4. Join worker nodes

export K3S_TOKEN="<shared-cluster-token>"
export K3S_URL="https://<first-server-ip>:6443"

curl -sfL https://get.k3s.io | \
  INSTALL_K3S_EXEC="agent --server ${K3S_URL} --token ${K3S_TOKEN}" \
  sh -

5. Validate HA behavior

Confirm all server/agent nodes are Ready.
Run workload smoke tests (configmaps, deployments, service accounts).
Restart one Astra node and verify K3s API remains available.

Production Notes

Prefer dedicated Astra nodes; avoid collocating heavy workloads with Astra in production.
Use TLS and auth controls for Astra client access paths.
Keep Astra profile/tuning explicit (ASTRAD_PROFILE, queue/quorum budgets) and track with Prometheus/Grafana.
Revalidate with the phase harness when changing datastore tuning:
- refs/scripts/validation/phase6-k3s-benchmark.sh

Readiness Stress and Cleanup (Single Node)

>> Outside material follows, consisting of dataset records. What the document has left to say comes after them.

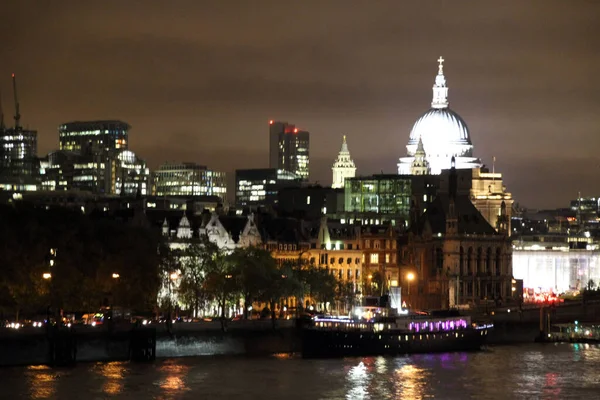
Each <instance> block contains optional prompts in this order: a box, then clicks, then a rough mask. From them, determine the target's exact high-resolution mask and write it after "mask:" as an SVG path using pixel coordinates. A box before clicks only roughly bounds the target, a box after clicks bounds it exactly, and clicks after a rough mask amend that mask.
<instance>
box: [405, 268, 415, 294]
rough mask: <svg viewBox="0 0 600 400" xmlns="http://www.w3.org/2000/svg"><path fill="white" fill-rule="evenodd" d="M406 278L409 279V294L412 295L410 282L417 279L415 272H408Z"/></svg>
mask: <svg viewBox="0 0 600 400" xmlns="http://www.w3.org/2000/svg"><path fill="white" fill-rule="evenodd" d="M406 280H407V281H408V294H409V295H410V283H411V282H412V281H414V280H415V274H413V273H412V272H409V273H408V274H406Z"/></svg>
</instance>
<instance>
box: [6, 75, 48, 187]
mask: <svg viewBox="0 0 600 400" xmlns="http://www.w3.org/2000/svg"><path fill="white" fill-rule="evenodd" d="M12 78H13V90H14V95H15V116H14V119H15V125H14V127H12V128H7V127H6V126H5V125H4V113H3V112H2V106H1V105H0V189H3V190H13V191H30V190H37V185H38V170H39V163H38V160H37V159H36V157H37V131H33V130H29V129H24V128H23V127H22V126H21V122H20V121H21V114H20V112H19V102H18V100H17V83H16V78H15V74H13V75H12Z"/></svg>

Use the bundled stress harness:

export INGRESS_URL="http://<host-public-ip>/astra-ready"
refs/scripts/validation/k3s-single-node-readiness.sh

Outputs:

$\{ASTRA_RESULTS_DIR\}/single-node-readiness-<timestamp>/single-node-readiness-summary.json
$\{ASTRA_RESULTS_DIR\}/single-node-readiness-<timestamp>/

Default behavior deletes the stress namespace at end. Set KEEP_RESOURCES=true to retain.

Kubeconfig Export (Local Workstation)

Copy remote kubeconfig and rewrite server address:

mkdir -p ~/.kube
scp root@<host-public-ip>:/etc/rancher/k3s/k3s.yaml ~/.kube/astra-k3s-<host-public-ip>.yaml
sed -i.bak "s#https://127.0.0.1:6443#https://<host-public-ip>:6443#g" ~/.kube/astra-k3s-<host-public-ip>.yaml
KUBECONFIG=~/.kube/astra-k3s-<host-public-ip>.yaml kubectl get nodes

Rollback

Keep last-known-good datastore endpoint config and K3s token material.
Before large rollout waves, snapshot Astra and validate restore path.